Lixo de formigueiro revela potencial para desenvolvimento de biocombustíveis, indica pesquisa
Estudo revela a complexidade do ecossistema dentro das colônias de formigas-cortadeiras.
As colônias de formigas-cortadeiras, conhecidas como saúvas, comportam um ecossistema riquíssimo, que vai além da presença dos insetos. Dentro dos formigueiros, convivem fungos, bactérias e diversos tipos de interações que ainda estão sendo exploradas pela ciência.
Uma pesquisa recente demonstrou que a alimentação das formigas tem um papel crucial nessa dinâmica interna. Ao estudar as bactérias presentes nas colônias, os pesquisadores descobriram que a dieta das formigas afeta diretamente o fungo cultivado por elas para alimentação.
A investigação, realizada por especialistas de instituições renomadas, analisou a resposta das bactérias a diferentes dietas oferecidas às formigas, com o intuito de compreender melhor o funcionamento dos formigueiros. Os resultados podem levar à descoberta de novas substâncias com potencial biotecnológico.
O que as formigas comem muda tudo
As formigas-cortadeiras são conhecidas por cortar folhas e levá-las para o interior da colônia, onde cultivam um fungo que converte esse material em alimento. A pesquisa buscou entender o impacto de mudanças na dieta das formigas sobre esse processo.

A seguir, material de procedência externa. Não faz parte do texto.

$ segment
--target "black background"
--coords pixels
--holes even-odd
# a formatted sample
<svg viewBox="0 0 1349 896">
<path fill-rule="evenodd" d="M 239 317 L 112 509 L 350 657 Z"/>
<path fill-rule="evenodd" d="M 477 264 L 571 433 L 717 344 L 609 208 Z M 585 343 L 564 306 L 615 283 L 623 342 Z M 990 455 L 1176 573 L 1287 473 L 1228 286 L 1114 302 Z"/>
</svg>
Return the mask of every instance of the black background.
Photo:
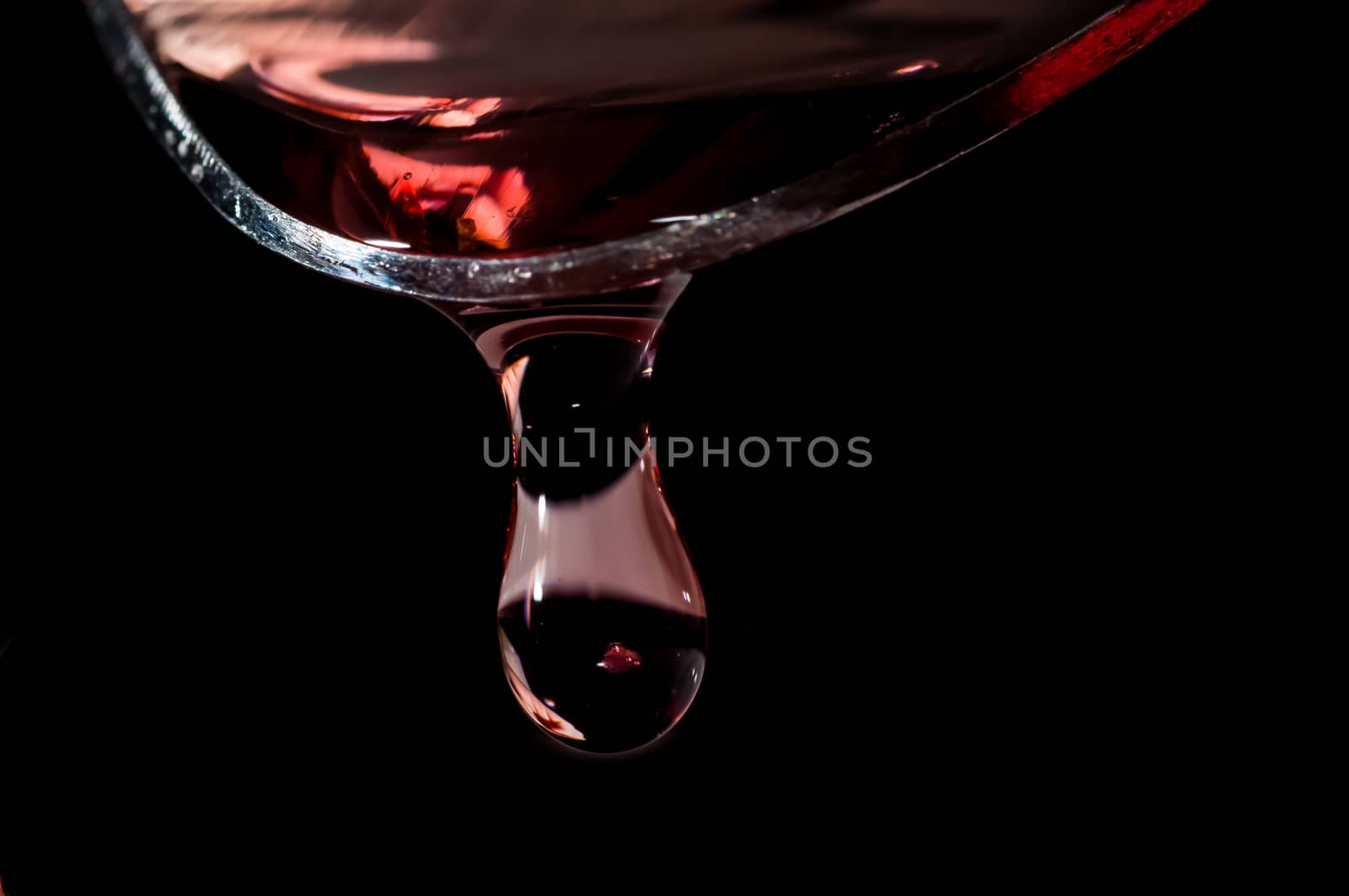
<svg viewBox="0 0 1349 896">
<path fill-rule="evenodd" d="M 135 841 L 128 869 L 383 889 L 451 876 L 460 823 L 677 865 L 746 829 L 897 835 L 863 812 L 940 839 L 1136 773 L 1149 656 L 1121 640 L 1166 629 L 1159 583 L 1211 510 L 1253 262 L 1230 4 L 693 279 L 656 435 L 861 435 L 876 461 L 664 470 L 708 677 L 622 761 L 550 746 L 500 675 L 510 476 L 480 456 L 506 421 L 468 339 L 219 220 L 69 15 L 80 103 L 18 173 L 38 239 L 5 329 L 12 896 L 69 873 L 35 849 L 71 830 Z"/>
</svg>

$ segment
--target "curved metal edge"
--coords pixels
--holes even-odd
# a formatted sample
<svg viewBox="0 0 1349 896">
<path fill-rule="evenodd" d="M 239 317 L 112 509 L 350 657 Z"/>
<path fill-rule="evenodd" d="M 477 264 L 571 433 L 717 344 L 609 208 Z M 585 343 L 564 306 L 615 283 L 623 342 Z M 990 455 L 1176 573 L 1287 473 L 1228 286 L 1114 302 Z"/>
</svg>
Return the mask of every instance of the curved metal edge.
<svg viewBox="0 0 1349 896">
<path fill-rule="evenodd" d="M 151 132 L 210 205 L 274 252 L 339 279 L 418 298 L 486 304 L 629 289 L 816 227 L 936 170 L 1067 96 L 1207 0 L 1132 0 L 978 92 L 834 166 L 689 221 L 527 258 L 378 248 L 322 231 L 254 193 L 197 131 L 121 0 L 85 0 L 94 32 Z"/>
</svg>

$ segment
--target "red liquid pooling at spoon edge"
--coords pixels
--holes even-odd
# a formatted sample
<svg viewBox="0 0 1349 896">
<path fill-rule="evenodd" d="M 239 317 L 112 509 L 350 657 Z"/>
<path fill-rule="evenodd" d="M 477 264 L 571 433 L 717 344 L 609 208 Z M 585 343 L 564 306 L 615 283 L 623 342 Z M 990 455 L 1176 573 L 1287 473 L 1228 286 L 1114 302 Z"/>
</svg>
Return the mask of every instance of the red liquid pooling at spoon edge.
<svg viewBox="0 0 1349 896">
<path fill-rule="evenodd" d="M 599 0 L 503 3 L 486 23 L 456 0 L 410 18 L 378 3 L 228 5 L 131 3 L 221 158 L 333 233 L 471 255 L 618 239 L 762 194 L 1117 4 L 692 1 L 673 4 L 684 24 L 661 27 L 639 15 L 653 4 Z"/>
</svg>

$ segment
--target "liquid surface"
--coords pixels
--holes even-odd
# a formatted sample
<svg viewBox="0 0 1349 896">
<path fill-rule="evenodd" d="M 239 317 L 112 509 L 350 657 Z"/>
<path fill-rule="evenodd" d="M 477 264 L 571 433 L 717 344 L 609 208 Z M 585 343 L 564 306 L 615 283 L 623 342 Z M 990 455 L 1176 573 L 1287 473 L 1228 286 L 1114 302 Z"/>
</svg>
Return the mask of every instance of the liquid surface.
<svg viewBox="0 0 1349 896">
<path fill-rule="evenodd" d="M 442 255 L 629 236 L 811 174 L 1110 0 L 128 0 L 259 194 Z"/>
<path fill-rule="evenodd" d="M 703 680 L 707 618 L 642 600 L 549 594 L 498 611 L 506 677 L 545 731 L 583 750 L 649 744 Z"/>
</svg>

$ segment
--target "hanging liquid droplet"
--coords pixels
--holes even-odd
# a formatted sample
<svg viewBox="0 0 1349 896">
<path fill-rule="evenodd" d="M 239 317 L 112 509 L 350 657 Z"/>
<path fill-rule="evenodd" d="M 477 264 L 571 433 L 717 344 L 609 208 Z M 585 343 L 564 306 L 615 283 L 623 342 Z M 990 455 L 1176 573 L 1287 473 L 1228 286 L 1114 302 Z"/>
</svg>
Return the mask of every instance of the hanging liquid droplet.
<svg viewBox="0 0 1349 896">
<path fill-rule="evenodd" d="M 506 679 L 542 730 L 619 753 L 689 708 L 707 609 L 648 439 L 657 290 L 610 314 L 461 316 L 500 371 L 515 436 L 515 511 L 498 599 Z"/>
<path fill-rule="evenodd" d="M 536 725 L 584 750 L 658 738 L 693 702 L 707 663 L 704 617 L 627 595 L 522 596 L 500 607 L 498 625 L 515 699 Z"/>
</svg>

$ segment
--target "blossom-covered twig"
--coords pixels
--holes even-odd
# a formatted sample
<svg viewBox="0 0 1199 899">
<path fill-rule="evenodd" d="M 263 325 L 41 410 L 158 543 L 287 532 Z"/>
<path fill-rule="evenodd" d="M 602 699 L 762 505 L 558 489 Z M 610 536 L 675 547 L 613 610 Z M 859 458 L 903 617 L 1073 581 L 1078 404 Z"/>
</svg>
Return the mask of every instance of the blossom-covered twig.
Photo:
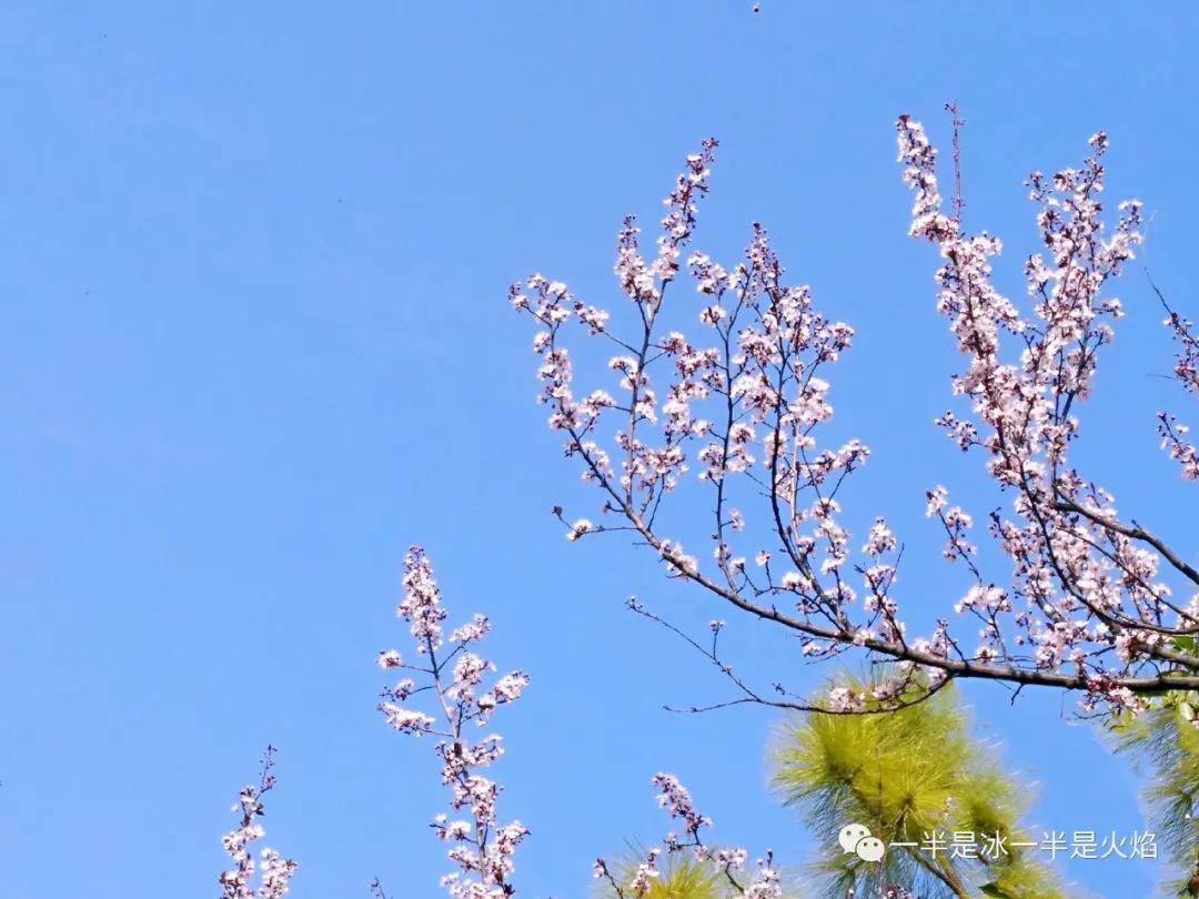
<svg viewBox="0 0 1199 899">
<path fill-rule="evenodd" d="M 596 859 L 595 877 L 604 881 L 617 899 L 646 895 L 662 877 L 662 862 L 675 856 L 689 857 L 704 865 L 724 882 L 731 895 L 745 899 L 782 898 L 782 877 L 775 868 L 772 852 L 767 851 L 759 858 L 747 877 L 748 852 L 739 847 L 713 847 L 706 843 L 703 831 L 712 821 L 695 809 L 691 794 L 679 778 L 658 773 L 651 783 L 658 790 L 658 806 L 667 810 L 671 820 L 681 822 L 682 832 L 668 833 L 663 840 L 664 850 L 662 846 L 646 850 L 644 859 L 627 874 L 614 869 L 604 858 Z"/>
<path fill-rule="evenodd" d="M 518 699 L 529 677 L 513 671 L 484 688 L 483 681 L 495 665 L 474 647 L 490 622 L 475 615 L 445 634 L 441 589 L 420 547 L 404 557 L 403 586 L 397 615 L 410 626 L 418 660 L 405 663 L 398 650 L 387 650 L 379 653 L 379 666 L 411 672 L 421 681 L 404 677 L 387 687 L 379 710 L 402 734 L 440 737 L 441 782 L 450 789 L 450 809 L 456 816 L 438 815 L 432 827 L 450 844 L 448 857 L 458 869 L 442 877 L 441 885 L 451 899 L 513 895 L 512 856 L 529 831 L 519 821 L 499 822 L 495 804 L 502 788 L 481 773 L 504 754 L 501 738 L 490 734 L 472 740 L 468 728 L 482 728 L 499 706 Z M 410 701 L 422 694 L 429 698 L 432 714 Z M 463 816 L 457 817 L 459 814 Z"/>
<path fill-rule="evenodd" d="M 957 132 L 963 121 L 956 107 L 951 113 Z M 1121 521 L 1110 494 L 1068 458 L 1079 436 L 1078 405 L 1122 314 L 1108 283 L 1141 240 L 1137 201 L 1120 204 L 1104 233 L 1107 137 L 1091 138 L 1080 168 L 1029 179 L 1046 252 L 1025 264 L 1031 308 L 1022 312 L 990 282 L 999 240 L 963 229 L 960 188 L 952 215 L 944 211 L 924 129 L 900 116 L 897 132 L 915 194 L 910 233 L 940 249 L 938 309 L 965 356 L 953 392 L 969 406 L 938 423 L 962 450 L 984 453 L 988 477 L 1012 496 L 1010 513 L 989 521 L 1011 569 L 988 577 L 974 559 L 969 513 L 945 511 L 944 488 L 929 493 L 929 514 L 950 538 L 946 555 L 965 562 L 972 580 L 946 607 L 981 621 L 977 645 L 963 646 L 948 616 L 927 636 L 908 634 L 894 591 L 903 548 L 884 518 L 854 561 L 839 493 L 869 448 L 819 440 L 833 415 L 827 373 L 854 331 L 825 318 L 807 286 L 784 280 L 765 229 L 753 225 L 745 258 L 731 269 L 692 252 L 698 307 L 688 310 L 681 297 L 679 310 L 664 304 L 709 191 L 715 140 L 687 157 L 667 197 L 653 260 L 641 255 L 632 218 L 620 231 L 615 272 L 639 322 L 632 334 L 614 333 L 609 313 L 562 282 L 534 274 L 510 290 L 511 304 L 538 325 L 540 400 L 550 427 L 603 495 L 598 521 L 571 521 L 555 508 L 567 538 L 629 531 L 669 577 L 796 633 L 808 657 L 858 646 L 896 663 L 892 688 L 878 687 L 884 695 L 830 696 L 831 711 L 864 707 L 887 693 L 898 702 L 914 671 L 933 686 L 976 677 L 1081 690 L 1085 710 L 1137 707 L 1141 694 L 1199 687 L 1199 658 L 1180 648 L 1180 638 L 1199 633 L 1199 601 L 1173 598 L 1177 585 L 1162 562 L 1192 592 L 1199 578 L 1175 563 L 1181 556 L 1164 542 Z M 958 162 L 957 139 L 954 149 Z M 698 318 L 704 339 L 677 327 L 687 316 Z M 613 387 L 577 392 L 572 321 L 611 348 Z M 1020 350 L 1011 361 L 1010 344 Z M 695 482 L 711 502 L 709 563 L 665 524 L 671 494 L 697 489 Z"/>
<path fill-rule="evenodd" d="M 263 816 L 263 797 L 275 789 L 275 747 L 266 747 L 258 785 L 242 789 L 234 811 L 241 813 L 237 828 L 221 838 L 233 868 L 221 874 L 221 899 L 283 899 L 296 863 L 283 858 L 273 849 L 263 849 L 255 863 L 251 845 L 264 835 L 258 819 Z M 255 871 L 258 886 L 254 886 Z"/>
</svg>

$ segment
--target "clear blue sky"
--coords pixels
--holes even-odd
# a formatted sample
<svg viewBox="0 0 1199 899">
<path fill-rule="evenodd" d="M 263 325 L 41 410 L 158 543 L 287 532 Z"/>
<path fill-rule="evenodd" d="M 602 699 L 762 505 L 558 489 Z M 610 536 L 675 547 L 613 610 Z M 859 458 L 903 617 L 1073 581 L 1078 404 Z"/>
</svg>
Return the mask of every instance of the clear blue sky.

Os cientistas monitoraram 28 colônias de saúva-limão mantidas em laboratório durante quase dois meses, dividindo-as em quatro grupos com dietas distintas. Um grupo recebeu apenas folhas, enquanto outro foi alimentado com frutas e cereais, incluindo banana, mamão, maçã, aveia e arroz. O terceiro grupo teve uma dieta variada, e o último alternou entre folhas e frutas antes de retornar à alimentação original.
Os resultados foram surpreendentes. Nas colônias alimentadas exclusivamente com frutas e cereais, o fungo parou de crescer e deixou de fornecer alimento às formigas. Isso sugere que tanto o fungo quanto as bactérias associadas a ele estão adaptados à digestão de fibras complexas, predominantes nas folhas.
De acordo com a pesquisadora responsável pelo estudo, a microbiota das colônias se adapta à dieta e pode retornar ao padrão original quando a alimentação anterior é restabelecida, similar ao que ocorre no intestino humano.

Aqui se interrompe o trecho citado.